We are interested in studying empirically relevant measures of task and machine heterogeneity to assess the heterogeneity quadrant concept and whether it is achieved.
First, we want to generate uniform cost matrices for which we have a clear and intuitive control over those heterogeneities.
Then, we want a set of measures to see which ones are the most relevant.
Then, we will test whether previous works that uses the original range-based method from Ali provides distinct values for those measures and whether the heterogeneity quadrant is achieved.
generate_uniform_matrix <- function(n, m, mean, cv_task, cv_mach) {
rgamma_cost <- function(n, mean, sigma) {
if (mean == 0 || sigma == 0)
return(rep(mean, n))
shape <- mean^2/sigma^2
rate <- mean/sigma^2
return(rgamma(n, shape, rate))
}
task <- rgamma_cost(n, mean, cv_task * mean)
machine <- rgamma_cost(m, mean, cv_mach * mean)
return(create_matrix(task, machine))
}
(lolo <- generate_uniform_matrix(9, 7, 1, 0.1, 0.1))

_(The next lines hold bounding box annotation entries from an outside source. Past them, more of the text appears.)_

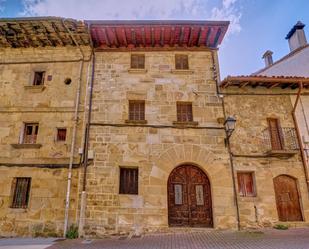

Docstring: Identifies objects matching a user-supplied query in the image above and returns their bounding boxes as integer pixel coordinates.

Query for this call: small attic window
[33,71,45,86]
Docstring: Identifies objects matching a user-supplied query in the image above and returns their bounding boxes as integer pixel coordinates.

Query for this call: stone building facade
[0,18,91,236]
[221,76,309,228]
[79,22,236,235]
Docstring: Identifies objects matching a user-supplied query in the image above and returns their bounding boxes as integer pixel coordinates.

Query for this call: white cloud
[0,0,6,13]
[211,0,241,34]
[22,0,205,19]
[20,0,241,34]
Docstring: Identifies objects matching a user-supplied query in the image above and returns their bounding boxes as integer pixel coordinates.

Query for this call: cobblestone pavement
[48,228,309,249]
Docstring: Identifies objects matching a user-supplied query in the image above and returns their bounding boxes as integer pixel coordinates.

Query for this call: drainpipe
[211,51,240,231]
[292,82,309,194]
[62,19,85,237]
[78,24,95,237]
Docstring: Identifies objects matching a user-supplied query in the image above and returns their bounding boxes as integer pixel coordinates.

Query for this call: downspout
[211,51,240,231]
[62,19,85,237]
[292,82,309,194]
[78,24,95,237]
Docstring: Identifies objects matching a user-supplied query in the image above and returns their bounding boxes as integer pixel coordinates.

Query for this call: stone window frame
[10,177,32,209]
[236,170,257,198]
[55,127,69,143]
[119,166,140,195]
[125,100,147,124]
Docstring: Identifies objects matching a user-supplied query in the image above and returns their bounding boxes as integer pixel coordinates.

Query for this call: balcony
[262,127,299,157]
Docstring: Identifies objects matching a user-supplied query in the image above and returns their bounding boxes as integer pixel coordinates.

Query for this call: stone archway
[167,164,213,227]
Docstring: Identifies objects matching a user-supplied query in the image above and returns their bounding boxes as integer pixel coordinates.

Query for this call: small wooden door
[274,175,303,221]
[168,165,213,227]
[267,118,284,150]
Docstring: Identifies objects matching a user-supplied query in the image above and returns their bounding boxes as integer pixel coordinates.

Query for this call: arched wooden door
[168,165,213,227]
[274,175,303,221]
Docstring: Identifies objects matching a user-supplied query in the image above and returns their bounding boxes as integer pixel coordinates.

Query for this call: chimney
[285,21,307,52]
[262,50,274,67]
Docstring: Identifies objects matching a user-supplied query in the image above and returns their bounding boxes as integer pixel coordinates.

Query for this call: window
[119,168,138,195]
[267,118,284,150]
[177,102,193,122]
[237,172,256,196]
[23,123,39,144]
[11,177,31,208]
[129,100,145,121]
[57,128,67,142]
[33,72,45,86]
[131,54,145,69]
[175,54,189,70]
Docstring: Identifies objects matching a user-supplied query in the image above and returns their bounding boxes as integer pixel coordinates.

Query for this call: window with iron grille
[33,72,45,86]
[57,128,67,142]
[119,168,138,195]
[23,123,39,144]
[129,100,145,121]
[11,177,31,208]
[177,102,193,122]
[237,172,256,197]
[175,54,189,70]
[131,54,145,69]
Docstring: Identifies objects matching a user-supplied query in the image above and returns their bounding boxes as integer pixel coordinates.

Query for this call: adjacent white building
[253,21,309,173]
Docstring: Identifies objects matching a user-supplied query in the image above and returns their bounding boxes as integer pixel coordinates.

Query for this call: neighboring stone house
[253,22,309,189]
[220,76,309,230]
[0,18,91,236]
[79,21,236,235]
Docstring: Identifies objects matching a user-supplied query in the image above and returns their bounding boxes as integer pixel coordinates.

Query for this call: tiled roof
[220,75,309,89]
[252,44,309,75]
[86,20,229,50]
[0,17,90,48]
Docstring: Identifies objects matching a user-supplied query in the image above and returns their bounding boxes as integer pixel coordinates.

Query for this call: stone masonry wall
[0,47,90,236]
[224,91,309,227]
[85,51,236,235]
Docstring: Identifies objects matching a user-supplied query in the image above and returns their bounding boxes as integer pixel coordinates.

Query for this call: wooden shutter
[237,172,255,196]
[267,118,284,150]
[175,54,189,70]
[131,54,145,69]
[129,100,145,121]
[177,102,193,122]
[23,123,39,144]
[11,177,31,208]
[119,168,138,195]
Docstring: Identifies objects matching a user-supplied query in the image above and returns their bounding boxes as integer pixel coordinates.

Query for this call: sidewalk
[46,228,309,249]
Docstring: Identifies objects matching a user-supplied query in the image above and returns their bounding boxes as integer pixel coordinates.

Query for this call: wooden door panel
[274,175,303,221]
[168,165,213,227]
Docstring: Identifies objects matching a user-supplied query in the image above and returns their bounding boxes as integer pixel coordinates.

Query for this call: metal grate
[11,177,31,208]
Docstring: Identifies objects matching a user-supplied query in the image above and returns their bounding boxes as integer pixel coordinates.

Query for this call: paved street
[0,238,57,249]
[48,228,309,249]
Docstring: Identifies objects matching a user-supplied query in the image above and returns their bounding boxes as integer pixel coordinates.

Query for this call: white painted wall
[260,45,309,163]
[260,45,309,77]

## [,1] [,2] [,3] [,4] [,5] [,6] [,7]
## [1,] 1.0315 1.0507 1.0860 1.1143 1.0215 1.2134 1.1870
## [2,] 0.8827 0.8992 0.9294 0.9536 0.8742 1.0384 1.0158
## [3,] 0.8375 0.8531 0.8818 0.9047 0.8294 0.9852 0.9637
## [4,] 0.9506 0.9684 1.0009 1.0270 0.9414 1.1183 1.0939
## [5,] 0.7769 0.7914 0.8180 0.8393 0.7694 0.9139 0.8940
## [6,] 0.9574 0.9753 1.0081 1.0343 0.9482 1.1263 1.1018
## [7,] 0.9811 0.9994 1.0330 1.0599 0.9716 1.1541 1.1290
## [8,] 0.9657 0.9837 1.0168 1.0433 0.9564 1.1361 1.1113
## [9,] 0.8846 0.9011 0.9314 0.9556 0.8760 1.0406 1.0180
(lohi <- generate_uniform_matrix(9, 7, 1, 0.1, 1))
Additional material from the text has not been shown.